## TensorFlow Optimizers

TensorFlow Optimizer base class provides methods to compute gradients for a loss and apply gradients to variables. This practicle guide to demonstrate how popular optimization algorithms used for training neural networks perform in a Convolutional Neural Network (CNN) trained on MNIST dataset.
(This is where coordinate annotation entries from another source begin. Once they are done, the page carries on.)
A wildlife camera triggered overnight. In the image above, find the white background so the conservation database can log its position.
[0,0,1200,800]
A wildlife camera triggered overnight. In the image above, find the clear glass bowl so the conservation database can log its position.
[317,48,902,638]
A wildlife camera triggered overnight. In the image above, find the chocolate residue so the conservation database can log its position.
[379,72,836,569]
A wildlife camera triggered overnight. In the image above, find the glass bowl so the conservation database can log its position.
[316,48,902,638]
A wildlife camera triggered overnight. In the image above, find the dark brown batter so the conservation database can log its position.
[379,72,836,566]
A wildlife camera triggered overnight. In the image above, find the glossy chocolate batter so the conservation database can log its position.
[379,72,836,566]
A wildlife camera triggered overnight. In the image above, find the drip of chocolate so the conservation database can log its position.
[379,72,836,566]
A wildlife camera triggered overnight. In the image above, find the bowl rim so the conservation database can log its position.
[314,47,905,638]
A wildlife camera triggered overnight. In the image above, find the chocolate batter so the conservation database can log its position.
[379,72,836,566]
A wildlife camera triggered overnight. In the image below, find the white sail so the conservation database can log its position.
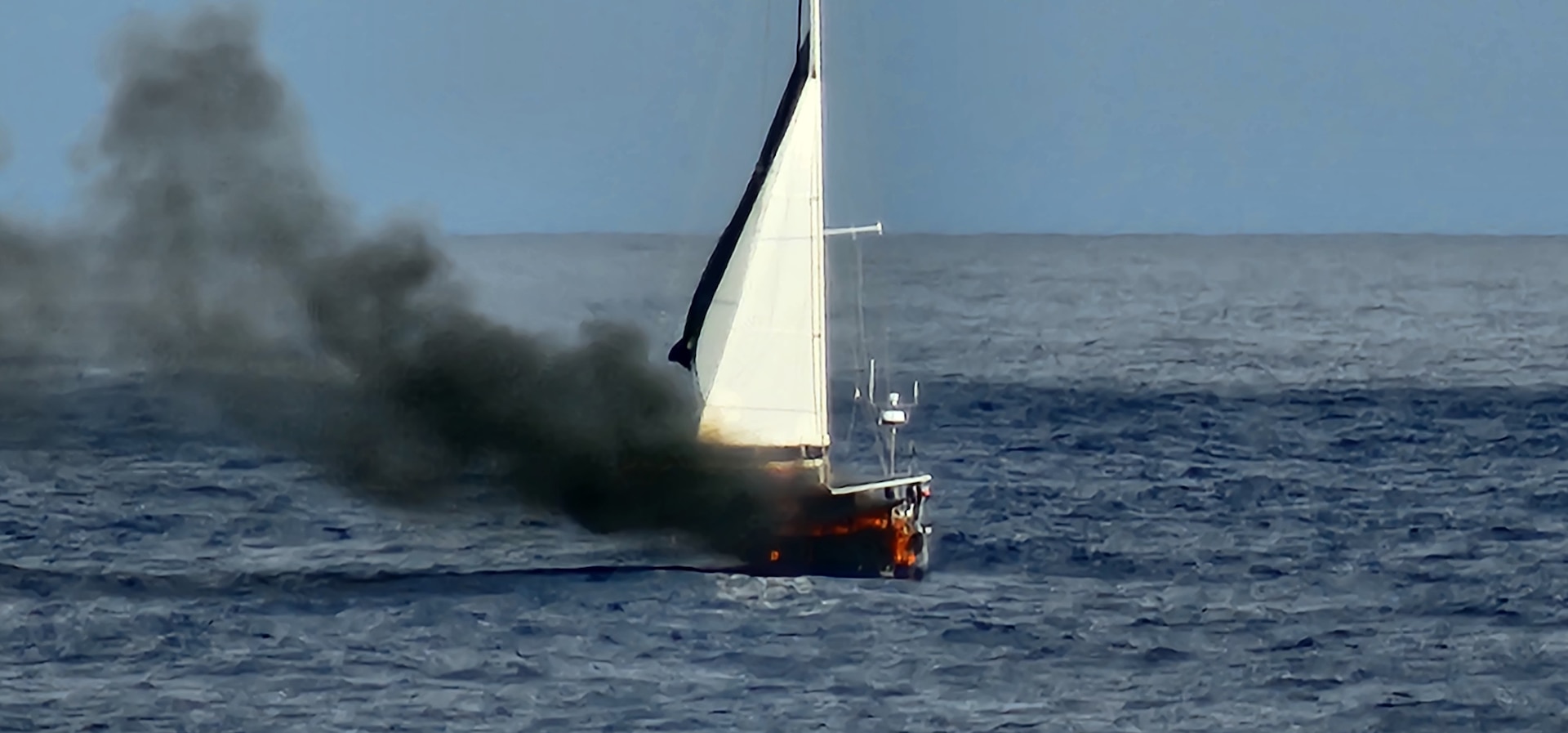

**NOTE: Adaptive optimization methods(AdaGrad, RMSProp, and Adam), which perform local optimization with a metric constructed from the history of iterates, are becoming increasingly popular for training deep neural networks. But in some cases it has been demontrated that for simple overparameterized problems, adaptive methods underperfome gradient descent (GD) or stochastic gradient descent (SGD). Even though Adaptive optimizers solutions have better training performance it does not mean that results will generalize that well. [[5]]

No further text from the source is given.